War der Meinung, dass die Netzwerkkarte noch nicht richtig konfiguriert ist. Probiere es jetzt mal mit einer festen IP.

Komisch ist nur, dass ich unter Knoppix sofort eine IP vom Router bekomme.


----------



## tuxx (16. September 2005)

Was ist das für eine merkwürdige MAC auf eth1?


----------



## Patrick Kamin (16. September 2005)

Scheint irgendwie vom Code Tag zerrissen worden sein. eth1 MAC 00:0E:35:2335

eth1 müsste meine WLAN Karte sein, die ist allerdings noch nicht konfiguriert, also noch kein Treiber geladen.

Die beiden Devices benutzen allerdings den gleichen Interrupt, kann es da zu Problemen kommen?


----------



## tuxx (17. September 2005)

Wäre denkbar.
Schonmal WLAN Spasseshalber deaktiviert? Am besten gleich im BIOS.
Dann hast du Gewissheit.
Viel mehr Ursachen kommen ja bald nicht mehr in Frage.


----------



## Patrick Kamin (19. September 2005)

Hi tuxx,

mein BIOS lässt es komischer Weise nicht zu, die OnBoard WLAN Karte zu deaktivieren. Werde jetzt mal versuchen, jene zum laufen zu bekommen, vielleicht schlage ich 2 Fliegen mit einer Klappe.

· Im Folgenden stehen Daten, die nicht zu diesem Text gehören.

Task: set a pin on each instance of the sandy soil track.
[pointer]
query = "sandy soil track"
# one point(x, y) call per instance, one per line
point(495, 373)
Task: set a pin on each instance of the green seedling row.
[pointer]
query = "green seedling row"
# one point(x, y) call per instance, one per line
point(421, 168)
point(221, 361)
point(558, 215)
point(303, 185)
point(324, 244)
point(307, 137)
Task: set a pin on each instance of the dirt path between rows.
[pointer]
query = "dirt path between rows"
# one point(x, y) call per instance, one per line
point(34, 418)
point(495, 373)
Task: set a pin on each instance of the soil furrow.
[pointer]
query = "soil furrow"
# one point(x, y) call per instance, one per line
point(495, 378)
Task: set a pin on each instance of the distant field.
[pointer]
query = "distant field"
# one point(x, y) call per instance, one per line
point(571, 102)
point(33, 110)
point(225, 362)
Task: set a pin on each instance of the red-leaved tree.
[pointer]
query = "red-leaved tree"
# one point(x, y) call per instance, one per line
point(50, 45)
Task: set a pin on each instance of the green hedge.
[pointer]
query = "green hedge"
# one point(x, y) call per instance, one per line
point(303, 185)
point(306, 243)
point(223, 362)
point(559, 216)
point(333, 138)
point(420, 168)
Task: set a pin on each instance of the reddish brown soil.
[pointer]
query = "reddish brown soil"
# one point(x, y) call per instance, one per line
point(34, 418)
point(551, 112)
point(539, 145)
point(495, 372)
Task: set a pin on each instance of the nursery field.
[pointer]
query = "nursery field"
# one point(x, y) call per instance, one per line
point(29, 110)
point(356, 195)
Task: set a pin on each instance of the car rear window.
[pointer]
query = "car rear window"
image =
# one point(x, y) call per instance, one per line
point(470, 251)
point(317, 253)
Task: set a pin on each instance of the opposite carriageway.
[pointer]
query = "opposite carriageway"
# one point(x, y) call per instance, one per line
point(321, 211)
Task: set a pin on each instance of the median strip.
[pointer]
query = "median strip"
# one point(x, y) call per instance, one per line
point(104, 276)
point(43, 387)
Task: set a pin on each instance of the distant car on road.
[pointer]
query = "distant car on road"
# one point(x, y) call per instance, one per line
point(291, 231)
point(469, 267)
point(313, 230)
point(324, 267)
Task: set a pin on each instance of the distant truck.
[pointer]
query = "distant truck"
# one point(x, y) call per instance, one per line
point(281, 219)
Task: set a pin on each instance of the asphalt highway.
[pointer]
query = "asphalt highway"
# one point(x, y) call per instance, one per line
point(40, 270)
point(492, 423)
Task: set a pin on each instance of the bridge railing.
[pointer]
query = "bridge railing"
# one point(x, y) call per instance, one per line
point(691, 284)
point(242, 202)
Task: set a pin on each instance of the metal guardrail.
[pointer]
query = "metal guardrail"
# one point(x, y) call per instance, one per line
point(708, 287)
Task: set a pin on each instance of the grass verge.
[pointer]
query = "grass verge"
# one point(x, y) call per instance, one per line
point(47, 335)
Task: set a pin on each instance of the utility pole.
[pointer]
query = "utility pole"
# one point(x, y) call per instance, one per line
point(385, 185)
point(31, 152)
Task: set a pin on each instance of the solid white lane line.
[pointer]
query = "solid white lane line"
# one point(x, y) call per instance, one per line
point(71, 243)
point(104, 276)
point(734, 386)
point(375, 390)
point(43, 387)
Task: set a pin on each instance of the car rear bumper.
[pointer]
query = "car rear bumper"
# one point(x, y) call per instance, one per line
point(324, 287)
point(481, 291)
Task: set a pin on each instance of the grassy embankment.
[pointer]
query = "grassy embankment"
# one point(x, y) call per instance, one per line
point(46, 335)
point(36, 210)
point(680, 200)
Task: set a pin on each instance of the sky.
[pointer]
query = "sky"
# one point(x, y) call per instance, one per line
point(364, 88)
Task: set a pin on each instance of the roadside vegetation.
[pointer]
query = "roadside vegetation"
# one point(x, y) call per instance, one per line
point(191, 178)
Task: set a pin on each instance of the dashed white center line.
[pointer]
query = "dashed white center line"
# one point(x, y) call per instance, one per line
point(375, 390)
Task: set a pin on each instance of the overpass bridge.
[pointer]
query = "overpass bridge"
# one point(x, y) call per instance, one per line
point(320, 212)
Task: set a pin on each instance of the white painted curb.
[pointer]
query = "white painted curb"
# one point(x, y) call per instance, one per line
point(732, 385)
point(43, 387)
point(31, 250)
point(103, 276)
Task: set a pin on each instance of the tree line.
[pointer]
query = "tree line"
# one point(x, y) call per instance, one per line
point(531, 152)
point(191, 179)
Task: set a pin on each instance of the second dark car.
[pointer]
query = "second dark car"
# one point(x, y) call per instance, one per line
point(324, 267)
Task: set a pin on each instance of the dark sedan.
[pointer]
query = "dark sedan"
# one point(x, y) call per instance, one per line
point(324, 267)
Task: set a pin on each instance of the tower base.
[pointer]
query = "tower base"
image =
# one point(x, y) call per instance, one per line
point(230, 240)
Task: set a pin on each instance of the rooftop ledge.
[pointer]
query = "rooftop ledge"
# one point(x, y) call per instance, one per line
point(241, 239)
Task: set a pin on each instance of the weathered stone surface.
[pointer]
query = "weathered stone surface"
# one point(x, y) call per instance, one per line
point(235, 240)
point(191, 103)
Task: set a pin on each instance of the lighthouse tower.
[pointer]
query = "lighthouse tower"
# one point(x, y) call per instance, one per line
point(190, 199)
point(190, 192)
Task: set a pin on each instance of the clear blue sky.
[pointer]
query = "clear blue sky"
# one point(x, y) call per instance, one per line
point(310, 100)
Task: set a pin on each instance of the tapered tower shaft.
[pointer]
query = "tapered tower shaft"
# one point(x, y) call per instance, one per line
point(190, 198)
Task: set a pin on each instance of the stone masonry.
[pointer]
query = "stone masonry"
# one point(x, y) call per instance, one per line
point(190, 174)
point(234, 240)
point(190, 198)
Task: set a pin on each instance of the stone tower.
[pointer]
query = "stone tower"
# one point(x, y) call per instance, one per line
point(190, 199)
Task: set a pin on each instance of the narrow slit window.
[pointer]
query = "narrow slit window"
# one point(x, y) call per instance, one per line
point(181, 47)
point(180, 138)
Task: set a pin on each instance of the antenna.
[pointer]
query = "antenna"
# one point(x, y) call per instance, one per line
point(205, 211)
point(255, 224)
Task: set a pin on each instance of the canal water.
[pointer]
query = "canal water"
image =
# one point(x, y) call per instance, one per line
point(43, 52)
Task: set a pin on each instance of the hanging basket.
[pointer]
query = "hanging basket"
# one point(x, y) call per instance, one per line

Für weitere Ideen bin ich jederzeit offen.

Grüße


----------



## monger (19. September 2005)

Das könnte ein ipv6-Problem sein.
 Zwar wird die IP in ipv4 konvertiert, allerdings kann hier ein Fehler auftreten (derzeitige Router unterstützen noch kein ipv6).
 Eine weiter Fehlerquelle könnte sein, dass du die Adresse deines Routers nicht als Standardgateway eingetragen hast.


----------